Parlament nie jest moim ulubionym klubem koncertowym, a muzyka Archive moim zdaniem nie nadaje się do wypełnionych po brzegi ludźmi, dusznych i gorących klubów. Jak zawsze, gdy sala jest pełna, było bardzo gorąco. Na małej przestrzeni przed sceną mieści się może 300 osób, reszta z obecnych 800 zmuszona była oglądać koncert z pięter, schodów i ... sali barowej, w której pojawił się nowy nabytek klubu, gigantyczny telewizor transmitujący wydarzenia ze sceny. Dla spóźnialskich, którzy nie zdążyli umiejscowić się na parkiecie, pozostawał sam dźwięk, bieganie po schodach w celu znalezienia jakiegokolwiek prześwitu pomiędzy ludźmi nie zdawało się na nic. Podobnie jak próba przebicia muru ludzi, by dostać się w pobliże sceny.

Tyle minusów.

Bo Archive dał oszałamiający, poruszający, emocjonujący koncert. Z doskonale zbudowanym napięciem, od spokojnego wstępu, z wielkimi wybuchami emocji, aż do fizycznie odczuwanej euforii. Niemal idealny pod względem nagłośnienia, choć zgodnie z brytyjską szkołą było bardzo, bardzo głośno. Niemal idealny pod względem dobranej setlisty, z porywającymi You Make Me Feel, Again, Fuck You, Pills czy Controlling Crowds. Z dużą dawką najnowszej płyty, With Us Until You're Dead. Z olśniewającą Holly Martin, nową wokalistką, która dla wielu obecnych była najjaśniejszą gwiazdą wieczoru. Wydawała się nieco niepewna, jakby wycofana, zawstydzona. A jednak jej głos zabrzmiał doskonale, jednocześnie bardzo poruszająco i emocjonalnie, czego może trochę brakuje na sterylnej w brzmieniu płycie. Z obłędnym, akustycznym Again, po którym publiczność dosłownie oszalała, generując najgłośniejszy aplauz, jakiego doświadczyłam w Parlamencie. Zresztą fani, choć skupieni w czasie utworów, po każdym z nich reagowali niesamowicie. W odpowiedzi usłyszeliśmy ze sceny "To najlepsze przyjęcie, z jakim się spotkaliśmy."
I kto wie, być może to też najlepszy koncert, jaki rozbrzmiał w Parlamencie.

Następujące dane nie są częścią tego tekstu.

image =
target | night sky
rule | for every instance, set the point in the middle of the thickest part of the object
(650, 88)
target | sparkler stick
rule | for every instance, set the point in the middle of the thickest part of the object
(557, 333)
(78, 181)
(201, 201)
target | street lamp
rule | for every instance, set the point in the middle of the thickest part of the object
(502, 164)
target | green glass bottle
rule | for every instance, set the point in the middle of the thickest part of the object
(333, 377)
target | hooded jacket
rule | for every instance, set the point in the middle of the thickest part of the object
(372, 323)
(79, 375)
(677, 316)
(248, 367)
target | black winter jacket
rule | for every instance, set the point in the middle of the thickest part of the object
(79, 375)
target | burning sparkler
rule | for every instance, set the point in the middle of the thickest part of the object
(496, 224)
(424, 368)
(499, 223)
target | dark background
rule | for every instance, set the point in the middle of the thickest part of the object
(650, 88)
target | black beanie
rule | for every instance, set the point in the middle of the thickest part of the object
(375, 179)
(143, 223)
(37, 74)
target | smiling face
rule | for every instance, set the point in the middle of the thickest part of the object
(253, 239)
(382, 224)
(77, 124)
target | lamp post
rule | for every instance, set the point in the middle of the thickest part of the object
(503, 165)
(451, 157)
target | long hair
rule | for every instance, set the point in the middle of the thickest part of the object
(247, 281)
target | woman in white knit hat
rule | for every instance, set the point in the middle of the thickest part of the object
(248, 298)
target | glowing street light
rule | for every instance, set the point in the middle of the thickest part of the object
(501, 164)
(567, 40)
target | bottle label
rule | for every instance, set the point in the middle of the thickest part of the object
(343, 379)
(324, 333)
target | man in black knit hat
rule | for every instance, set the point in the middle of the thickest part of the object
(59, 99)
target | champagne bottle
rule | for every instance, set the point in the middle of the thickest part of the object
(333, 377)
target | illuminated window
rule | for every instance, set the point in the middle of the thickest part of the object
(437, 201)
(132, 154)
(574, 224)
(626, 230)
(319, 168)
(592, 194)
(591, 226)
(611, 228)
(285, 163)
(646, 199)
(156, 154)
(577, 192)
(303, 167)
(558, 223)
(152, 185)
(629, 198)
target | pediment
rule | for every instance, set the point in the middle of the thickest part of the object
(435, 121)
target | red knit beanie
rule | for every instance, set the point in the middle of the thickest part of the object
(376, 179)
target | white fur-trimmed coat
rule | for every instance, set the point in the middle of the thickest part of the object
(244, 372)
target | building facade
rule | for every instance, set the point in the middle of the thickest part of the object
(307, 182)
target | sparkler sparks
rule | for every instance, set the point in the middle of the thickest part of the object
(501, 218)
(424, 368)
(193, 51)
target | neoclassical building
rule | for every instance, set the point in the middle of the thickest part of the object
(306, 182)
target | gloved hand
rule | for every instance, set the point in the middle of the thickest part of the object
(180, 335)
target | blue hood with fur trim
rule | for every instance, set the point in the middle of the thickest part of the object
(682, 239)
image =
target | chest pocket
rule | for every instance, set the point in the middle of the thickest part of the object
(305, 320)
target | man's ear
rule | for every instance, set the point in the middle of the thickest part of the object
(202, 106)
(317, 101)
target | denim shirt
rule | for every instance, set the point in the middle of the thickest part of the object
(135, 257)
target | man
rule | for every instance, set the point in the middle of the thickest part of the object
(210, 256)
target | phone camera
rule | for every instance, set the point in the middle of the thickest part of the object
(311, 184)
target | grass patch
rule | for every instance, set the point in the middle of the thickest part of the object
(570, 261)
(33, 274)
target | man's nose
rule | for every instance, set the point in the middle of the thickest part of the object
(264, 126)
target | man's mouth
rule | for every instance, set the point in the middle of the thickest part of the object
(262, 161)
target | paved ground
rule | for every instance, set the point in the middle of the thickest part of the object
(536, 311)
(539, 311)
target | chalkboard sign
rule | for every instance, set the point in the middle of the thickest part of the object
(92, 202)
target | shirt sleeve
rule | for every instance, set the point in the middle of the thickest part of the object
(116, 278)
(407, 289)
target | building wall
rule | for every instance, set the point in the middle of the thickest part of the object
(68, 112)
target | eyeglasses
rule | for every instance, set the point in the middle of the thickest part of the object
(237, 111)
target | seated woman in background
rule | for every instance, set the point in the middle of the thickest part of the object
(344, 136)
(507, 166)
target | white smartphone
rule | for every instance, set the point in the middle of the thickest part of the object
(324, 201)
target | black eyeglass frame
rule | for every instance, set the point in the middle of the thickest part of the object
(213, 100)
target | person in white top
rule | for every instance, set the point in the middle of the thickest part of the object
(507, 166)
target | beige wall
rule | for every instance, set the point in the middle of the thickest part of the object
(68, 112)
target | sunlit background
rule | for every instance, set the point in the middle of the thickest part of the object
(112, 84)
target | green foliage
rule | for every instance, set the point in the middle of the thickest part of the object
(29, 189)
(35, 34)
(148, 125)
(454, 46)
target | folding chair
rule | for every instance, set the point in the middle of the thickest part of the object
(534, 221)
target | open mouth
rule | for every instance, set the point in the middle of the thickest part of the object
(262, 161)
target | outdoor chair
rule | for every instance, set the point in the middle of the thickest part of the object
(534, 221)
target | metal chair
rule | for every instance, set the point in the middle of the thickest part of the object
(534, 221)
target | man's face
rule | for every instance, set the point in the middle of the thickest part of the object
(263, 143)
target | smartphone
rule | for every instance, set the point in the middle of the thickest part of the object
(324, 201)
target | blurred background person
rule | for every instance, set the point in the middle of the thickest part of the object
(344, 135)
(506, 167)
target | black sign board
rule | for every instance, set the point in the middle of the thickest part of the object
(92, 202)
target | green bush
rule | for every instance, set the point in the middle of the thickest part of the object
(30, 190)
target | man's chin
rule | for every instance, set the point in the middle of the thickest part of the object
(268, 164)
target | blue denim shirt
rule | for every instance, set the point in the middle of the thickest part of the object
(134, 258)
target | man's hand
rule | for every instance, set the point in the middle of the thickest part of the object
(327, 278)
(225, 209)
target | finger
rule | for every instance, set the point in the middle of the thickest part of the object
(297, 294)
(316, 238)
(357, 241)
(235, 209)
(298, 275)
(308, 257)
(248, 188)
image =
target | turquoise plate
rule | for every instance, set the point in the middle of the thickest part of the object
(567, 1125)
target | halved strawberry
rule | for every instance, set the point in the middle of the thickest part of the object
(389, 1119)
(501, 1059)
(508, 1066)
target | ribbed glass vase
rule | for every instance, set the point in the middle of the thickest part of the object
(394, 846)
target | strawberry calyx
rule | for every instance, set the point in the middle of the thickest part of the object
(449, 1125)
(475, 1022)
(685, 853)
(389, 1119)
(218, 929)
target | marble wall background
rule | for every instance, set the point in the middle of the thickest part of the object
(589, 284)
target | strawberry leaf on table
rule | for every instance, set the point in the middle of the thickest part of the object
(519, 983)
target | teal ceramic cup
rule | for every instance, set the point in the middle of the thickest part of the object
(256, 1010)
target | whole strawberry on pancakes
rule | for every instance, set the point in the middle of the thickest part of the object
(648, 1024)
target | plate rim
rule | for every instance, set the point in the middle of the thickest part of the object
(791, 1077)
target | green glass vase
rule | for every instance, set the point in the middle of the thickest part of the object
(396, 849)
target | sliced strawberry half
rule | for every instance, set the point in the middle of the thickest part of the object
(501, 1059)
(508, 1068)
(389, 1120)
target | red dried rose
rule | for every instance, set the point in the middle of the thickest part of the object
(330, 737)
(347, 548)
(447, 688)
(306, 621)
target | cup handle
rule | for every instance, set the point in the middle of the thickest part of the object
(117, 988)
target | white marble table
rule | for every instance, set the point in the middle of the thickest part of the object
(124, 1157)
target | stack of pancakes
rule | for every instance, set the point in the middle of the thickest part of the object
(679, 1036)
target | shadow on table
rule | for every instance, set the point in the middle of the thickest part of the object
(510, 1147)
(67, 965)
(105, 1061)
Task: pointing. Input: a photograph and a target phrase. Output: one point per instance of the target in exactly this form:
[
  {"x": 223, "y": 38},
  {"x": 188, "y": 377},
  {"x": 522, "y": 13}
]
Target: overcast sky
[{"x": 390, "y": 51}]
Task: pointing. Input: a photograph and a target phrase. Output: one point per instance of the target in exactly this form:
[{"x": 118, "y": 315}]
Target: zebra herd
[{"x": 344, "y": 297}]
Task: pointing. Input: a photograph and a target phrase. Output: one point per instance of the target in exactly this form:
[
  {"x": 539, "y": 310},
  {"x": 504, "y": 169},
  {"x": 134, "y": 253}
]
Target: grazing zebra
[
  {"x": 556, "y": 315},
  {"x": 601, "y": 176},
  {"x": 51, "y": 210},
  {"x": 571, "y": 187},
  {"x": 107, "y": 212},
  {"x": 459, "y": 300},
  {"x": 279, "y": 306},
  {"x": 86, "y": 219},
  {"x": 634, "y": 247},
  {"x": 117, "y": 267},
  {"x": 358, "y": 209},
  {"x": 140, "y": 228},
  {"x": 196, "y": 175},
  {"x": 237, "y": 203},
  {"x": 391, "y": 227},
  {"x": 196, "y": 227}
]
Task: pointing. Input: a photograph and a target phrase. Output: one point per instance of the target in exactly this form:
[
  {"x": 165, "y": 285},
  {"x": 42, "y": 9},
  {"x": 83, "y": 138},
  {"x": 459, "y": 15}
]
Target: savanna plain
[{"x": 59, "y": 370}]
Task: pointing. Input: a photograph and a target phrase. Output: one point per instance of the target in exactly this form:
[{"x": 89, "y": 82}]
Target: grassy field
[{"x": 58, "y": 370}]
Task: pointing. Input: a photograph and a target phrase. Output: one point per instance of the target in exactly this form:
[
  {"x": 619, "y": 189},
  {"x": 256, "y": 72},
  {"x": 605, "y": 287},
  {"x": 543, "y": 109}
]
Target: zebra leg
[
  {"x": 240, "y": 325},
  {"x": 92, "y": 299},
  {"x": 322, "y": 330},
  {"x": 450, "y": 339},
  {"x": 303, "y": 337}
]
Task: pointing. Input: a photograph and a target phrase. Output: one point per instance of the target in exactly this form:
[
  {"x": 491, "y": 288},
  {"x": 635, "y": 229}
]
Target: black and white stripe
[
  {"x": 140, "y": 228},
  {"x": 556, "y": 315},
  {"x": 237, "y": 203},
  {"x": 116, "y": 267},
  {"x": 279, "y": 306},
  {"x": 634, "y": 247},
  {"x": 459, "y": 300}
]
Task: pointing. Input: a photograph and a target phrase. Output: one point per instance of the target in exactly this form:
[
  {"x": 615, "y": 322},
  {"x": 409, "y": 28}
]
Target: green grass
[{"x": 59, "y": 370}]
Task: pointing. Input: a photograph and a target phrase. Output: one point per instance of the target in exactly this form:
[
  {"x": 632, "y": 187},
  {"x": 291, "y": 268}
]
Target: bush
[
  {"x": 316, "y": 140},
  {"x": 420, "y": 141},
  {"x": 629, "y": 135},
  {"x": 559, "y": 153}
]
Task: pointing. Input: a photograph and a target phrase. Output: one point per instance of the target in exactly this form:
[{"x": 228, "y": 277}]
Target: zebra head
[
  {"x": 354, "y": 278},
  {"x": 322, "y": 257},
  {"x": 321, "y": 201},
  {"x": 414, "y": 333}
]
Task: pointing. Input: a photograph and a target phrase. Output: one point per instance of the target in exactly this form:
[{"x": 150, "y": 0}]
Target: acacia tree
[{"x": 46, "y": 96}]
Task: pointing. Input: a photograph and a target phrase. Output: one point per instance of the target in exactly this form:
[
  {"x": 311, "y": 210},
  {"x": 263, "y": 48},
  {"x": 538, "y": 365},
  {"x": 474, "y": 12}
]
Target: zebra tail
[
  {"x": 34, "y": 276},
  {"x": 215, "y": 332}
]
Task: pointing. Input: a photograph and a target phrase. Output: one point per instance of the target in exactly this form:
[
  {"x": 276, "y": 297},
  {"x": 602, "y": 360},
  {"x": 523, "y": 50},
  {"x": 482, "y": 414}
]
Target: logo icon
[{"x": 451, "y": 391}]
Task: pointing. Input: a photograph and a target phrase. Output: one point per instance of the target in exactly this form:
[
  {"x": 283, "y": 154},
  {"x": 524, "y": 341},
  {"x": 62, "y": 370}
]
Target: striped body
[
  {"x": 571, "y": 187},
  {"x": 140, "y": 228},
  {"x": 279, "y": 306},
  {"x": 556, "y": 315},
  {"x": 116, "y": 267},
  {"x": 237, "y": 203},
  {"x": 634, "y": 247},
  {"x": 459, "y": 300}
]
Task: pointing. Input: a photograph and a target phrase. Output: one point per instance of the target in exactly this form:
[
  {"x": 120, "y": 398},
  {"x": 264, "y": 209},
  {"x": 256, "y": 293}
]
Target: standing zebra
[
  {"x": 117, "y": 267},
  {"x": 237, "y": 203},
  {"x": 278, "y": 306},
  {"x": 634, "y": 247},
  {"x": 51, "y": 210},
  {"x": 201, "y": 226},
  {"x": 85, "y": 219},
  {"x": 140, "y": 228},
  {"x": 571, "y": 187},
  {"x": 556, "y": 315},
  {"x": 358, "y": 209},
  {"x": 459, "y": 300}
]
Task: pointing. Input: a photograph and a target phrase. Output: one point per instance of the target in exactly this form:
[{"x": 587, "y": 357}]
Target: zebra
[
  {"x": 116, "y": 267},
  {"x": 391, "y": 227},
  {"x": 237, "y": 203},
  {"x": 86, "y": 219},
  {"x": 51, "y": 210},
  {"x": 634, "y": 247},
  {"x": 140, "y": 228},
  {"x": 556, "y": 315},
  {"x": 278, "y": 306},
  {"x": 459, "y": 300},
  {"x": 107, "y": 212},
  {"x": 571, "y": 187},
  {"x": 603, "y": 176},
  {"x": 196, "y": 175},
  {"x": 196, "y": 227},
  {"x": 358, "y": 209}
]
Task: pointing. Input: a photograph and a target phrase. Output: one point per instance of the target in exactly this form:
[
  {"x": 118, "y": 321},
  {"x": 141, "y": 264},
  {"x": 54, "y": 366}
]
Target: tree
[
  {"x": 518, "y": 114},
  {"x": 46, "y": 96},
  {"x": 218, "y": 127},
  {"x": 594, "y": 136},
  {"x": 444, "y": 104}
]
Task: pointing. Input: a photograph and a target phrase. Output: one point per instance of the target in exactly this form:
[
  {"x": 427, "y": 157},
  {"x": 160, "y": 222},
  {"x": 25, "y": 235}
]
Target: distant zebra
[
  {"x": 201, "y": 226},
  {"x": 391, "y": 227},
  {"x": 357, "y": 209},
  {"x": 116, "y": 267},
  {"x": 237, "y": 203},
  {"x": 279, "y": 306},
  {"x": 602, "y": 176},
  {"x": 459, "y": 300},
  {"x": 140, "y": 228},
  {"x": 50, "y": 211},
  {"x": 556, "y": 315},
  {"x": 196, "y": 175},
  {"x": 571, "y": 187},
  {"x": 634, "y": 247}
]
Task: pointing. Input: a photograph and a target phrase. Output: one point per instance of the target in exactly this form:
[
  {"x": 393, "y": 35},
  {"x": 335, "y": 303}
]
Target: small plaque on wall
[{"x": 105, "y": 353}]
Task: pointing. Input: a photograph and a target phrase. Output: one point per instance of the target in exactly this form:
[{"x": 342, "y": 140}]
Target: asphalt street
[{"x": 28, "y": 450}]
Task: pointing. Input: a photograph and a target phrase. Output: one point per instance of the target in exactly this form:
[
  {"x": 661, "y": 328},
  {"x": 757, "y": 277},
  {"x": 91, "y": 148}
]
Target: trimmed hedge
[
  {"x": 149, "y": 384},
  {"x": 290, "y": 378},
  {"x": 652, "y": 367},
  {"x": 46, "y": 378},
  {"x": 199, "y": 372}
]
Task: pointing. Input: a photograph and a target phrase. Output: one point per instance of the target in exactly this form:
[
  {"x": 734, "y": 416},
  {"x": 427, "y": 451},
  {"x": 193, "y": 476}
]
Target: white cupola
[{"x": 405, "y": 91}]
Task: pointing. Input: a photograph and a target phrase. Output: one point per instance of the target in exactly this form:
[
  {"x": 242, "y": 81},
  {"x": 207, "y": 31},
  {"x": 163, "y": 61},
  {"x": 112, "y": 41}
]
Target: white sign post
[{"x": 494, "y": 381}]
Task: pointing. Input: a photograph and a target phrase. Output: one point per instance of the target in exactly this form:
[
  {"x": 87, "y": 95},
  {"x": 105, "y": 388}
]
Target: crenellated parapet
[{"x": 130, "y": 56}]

Archive jest zespołem pierwszoligowym. Nie tylko dlatego, że muzyki Brytyjczyków w zasadzie nie da się sklasyfikować - słychać w niej i brytyjskie, gitarowe korzenie, i triphopowe emocje, i nową elektronikę, i klasyczne inspiracje. Nie tylko dlatego, że nie trzymają się sztywnie zespołowych ról, ale z utworu na utwór zmieniają style, instrumenty i wokalistów. Przede wszystkim dlatego, że na żywo łączą wodę z ogniem, emocje w spokojnych, melancholijnych i wzruszających utworach z tymi porywającymi, energicznymi i szalonymi. A właśnie to połączenie wywołuje tak wielkie emocje u publiczności pod sceną.

Kto się waha, a nie ma biletu, powinien polować dziś przed klubem w nadziei na wejście. Takie wydarzenie długo się w Trójmieście nie powtórzy.

Archive, klub Parlament, 29 listopada 2012.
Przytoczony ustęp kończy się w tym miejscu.